San Francisco’s Hosfelt Gallery, located in the city’s South of Market neighborhood, was founded in 1996 by Todd Hosfelt. Focusing on contemporary art with an international scope, Hosfelt showcases work with a strong technical element that takes a conceptual approach to vast sociopolitical themes. It exhibits work from a number of emerging international artists and works to get their pieces included in both museums and private collections. Hosfelt also features local talent, including Jim Campbell, Liliana Porter, Crystal Liu and Julie Chang.
Through March 26, Liu will be showing a series of paintings that takes elements of nature and creates narratives with an ominous undertone.

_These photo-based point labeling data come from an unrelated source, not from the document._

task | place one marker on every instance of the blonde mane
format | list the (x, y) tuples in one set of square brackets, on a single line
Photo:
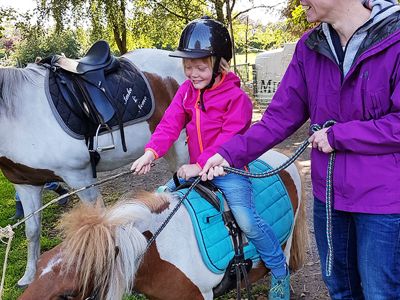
[(105, 244), (11, 81)]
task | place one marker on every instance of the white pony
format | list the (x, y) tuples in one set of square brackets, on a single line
[(34, 149), (101, 254)]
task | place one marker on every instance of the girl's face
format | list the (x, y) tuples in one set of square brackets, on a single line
[(198, 71)]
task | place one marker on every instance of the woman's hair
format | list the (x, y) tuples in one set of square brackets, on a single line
[(224, 66)]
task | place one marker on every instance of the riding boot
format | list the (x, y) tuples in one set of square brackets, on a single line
[(60, 190), (19, 211), (280, 287)]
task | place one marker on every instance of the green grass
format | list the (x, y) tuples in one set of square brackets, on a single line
[(49, 239), (241, 58), (17, 256)]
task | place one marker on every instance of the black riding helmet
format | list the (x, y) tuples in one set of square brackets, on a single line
[(202, 38)]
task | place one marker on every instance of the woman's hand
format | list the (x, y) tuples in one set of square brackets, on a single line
[(214, 167), (188, 171), (143, 164), (319, 140)]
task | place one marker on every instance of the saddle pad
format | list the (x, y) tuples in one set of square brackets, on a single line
[(272, 203), (127, 85)]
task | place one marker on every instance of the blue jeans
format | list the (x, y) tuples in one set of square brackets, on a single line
[(238, 192), (366, 254)]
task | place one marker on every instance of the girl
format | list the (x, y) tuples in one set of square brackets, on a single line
[(212, 108)]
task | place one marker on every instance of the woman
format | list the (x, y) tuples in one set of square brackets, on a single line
[(345, 70)]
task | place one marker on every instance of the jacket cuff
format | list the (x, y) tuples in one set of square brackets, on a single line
[(331, 137), (156, 156)]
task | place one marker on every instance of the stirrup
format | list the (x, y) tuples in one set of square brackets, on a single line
[(96, 139)]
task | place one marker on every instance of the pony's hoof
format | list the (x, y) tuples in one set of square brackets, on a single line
[(63, 202), (21, 286)]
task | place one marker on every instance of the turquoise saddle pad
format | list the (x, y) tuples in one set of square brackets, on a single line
[(272, 203)]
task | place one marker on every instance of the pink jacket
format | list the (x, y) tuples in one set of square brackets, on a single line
[(228, 111)]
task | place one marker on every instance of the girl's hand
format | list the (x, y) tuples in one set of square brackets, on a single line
[(214, 167), (319, 140), (188, 171), (143, 164)]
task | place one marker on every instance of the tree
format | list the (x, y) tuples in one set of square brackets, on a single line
[(103, 15)]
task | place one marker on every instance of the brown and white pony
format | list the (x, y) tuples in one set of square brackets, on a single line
[(34, 149), (101, 255)]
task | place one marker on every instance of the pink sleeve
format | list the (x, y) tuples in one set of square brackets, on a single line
[(170, 126), (236, 120)]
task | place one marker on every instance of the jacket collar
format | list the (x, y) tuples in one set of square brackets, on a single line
[(318, 42)]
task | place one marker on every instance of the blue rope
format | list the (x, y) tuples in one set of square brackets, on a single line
[(329, 186), (329, 200)]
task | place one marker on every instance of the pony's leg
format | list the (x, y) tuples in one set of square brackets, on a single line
[(177, 154), (31, 199), (79, 179)]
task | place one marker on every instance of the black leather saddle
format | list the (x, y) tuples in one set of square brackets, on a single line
[(82, 82)]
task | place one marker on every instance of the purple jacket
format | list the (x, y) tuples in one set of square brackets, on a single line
[(366, 105)]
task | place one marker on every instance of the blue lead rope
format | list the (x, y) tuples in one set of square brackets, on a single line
[(329, 186), (329, 200)]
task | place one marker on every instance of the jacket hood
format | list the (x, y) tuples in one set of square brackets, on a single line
[(229, 80)]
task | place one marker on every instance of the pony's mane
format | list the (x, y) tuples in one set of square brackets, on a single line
[(12, 79), (103, 247)]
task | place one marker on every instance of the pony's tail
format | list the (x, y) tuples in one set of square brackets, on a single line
[(300, 236), (103, 245)]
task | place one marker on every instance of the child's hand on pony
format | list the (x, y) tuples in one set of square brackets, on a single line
[(143, 164), (188, 171)]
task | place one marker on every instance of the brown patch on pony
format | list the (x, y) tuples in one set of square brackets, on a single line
[(156, 202), (49, 285), (21, 174), (160, 280), (300, 231), (164, 90), (86, 235)]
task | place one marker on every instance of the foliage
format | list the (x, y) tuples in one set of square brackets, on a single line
[(107, 17), (296, 18), (37, 42)]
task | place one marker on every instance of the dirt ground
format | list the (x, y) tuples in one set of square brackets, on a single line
[(306, 283)]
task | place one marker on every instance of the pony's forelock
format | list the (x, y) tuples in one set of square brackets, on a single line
[(92, 236)]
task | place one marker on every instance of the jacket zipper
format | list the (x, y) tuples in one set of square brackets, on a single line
[(197, 108)]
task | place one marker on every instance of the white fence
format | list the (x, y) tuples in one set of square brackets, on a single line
[(268, 71)]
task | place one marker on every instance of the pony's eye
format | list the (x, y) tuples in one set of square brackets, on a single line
[(66, 296)]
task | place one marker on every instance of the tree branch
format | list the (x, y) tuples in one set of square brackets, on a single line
[(254, 7)]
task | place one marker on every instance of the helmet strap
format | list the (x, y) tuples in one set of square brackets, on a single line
[(211, 83)]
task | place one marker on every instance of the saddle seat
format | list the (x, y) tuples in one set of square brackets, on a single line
[(98, 57)]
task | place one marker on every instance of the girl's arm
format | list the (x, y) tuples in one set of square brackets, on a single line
[(236, 120), (170, 126)]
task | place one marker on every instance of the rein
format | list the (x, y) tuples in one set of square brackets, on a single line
[(8, 232)]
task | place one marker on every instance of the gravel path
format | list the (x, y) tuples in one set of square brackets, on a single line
[(306, 283)]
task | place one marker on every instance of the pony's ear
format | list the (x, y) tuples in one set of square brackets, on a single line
[(156, 202), (99, 202), (116, 251)]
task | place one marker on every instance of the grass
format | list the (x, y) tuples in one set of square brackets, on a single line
[(49, 239), (17, 256), (241, 58)]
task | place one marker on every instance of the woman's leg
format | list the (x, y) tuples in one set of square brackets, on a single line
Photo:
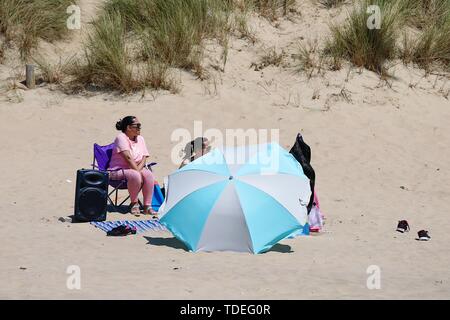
[(134, 182), (147, 187)]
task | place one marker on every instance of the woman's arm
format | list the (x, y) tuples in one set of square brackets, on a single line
[(141, 164), (129, 159)]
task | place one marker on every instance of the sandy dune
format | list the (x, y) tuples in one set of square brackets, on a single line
[(380, 151)]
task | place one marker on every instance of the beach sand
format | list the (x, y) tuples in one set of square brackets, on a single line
[(380, 151)]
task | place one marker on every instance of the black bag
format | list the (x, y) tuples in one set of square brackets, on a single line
[(302, 153)]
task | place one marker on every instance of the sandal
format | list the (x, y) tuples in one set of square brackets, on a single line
[(148, 210), (121, 231)]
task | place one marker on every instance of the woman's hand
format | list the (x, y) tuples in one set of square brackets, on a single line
[(141, 164), (133, 165)]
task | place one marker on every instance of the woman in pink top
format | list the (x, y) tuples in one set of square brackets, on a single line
[(130, 154)]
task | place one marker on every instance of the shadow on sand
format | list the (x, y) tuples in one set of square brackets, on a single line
[(167, 242), (177, 244)]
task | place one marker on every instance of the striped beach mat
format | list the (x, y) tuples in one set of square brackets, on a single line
[(141, 225)]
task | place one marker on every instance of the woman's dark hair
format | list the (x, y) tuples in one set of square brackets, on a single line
[(122, 124)]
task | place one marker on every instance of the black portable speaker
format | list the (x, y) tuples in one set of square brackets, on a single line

Chang will also be displaying her latest work, which focuses on Central Asian textile design. Her project was developed during a residency at San Francisco’s de Young Museum as a means to explore her experiences as a first-generation Chinese American growing up in suburban Orange County.
In early February, Chang spent a few days covering Hosfelt’s white walls with vinyl stencils and painting layers of traditional Central Asian motifs juxtaposed with Western symbols like designer logos.
“She is exploring the West’s fascination and romanticism of the Orient and her own ambivalent relationship to it,” Hosfelt partner Dianne Dec says.
In 2006, Hosfelt branched out by opening a gallery space in Manhattan, and, for the past five years, the gallery has expanded its artists’ appeal to a new audience, while also giving East Coast artists the opportunity to showcase their work in the San Francisco space.
“We wanted a chance,” Dec says, “to give a different venue and visibility to the West Coast artists that we work with that have not had exposure in New York.”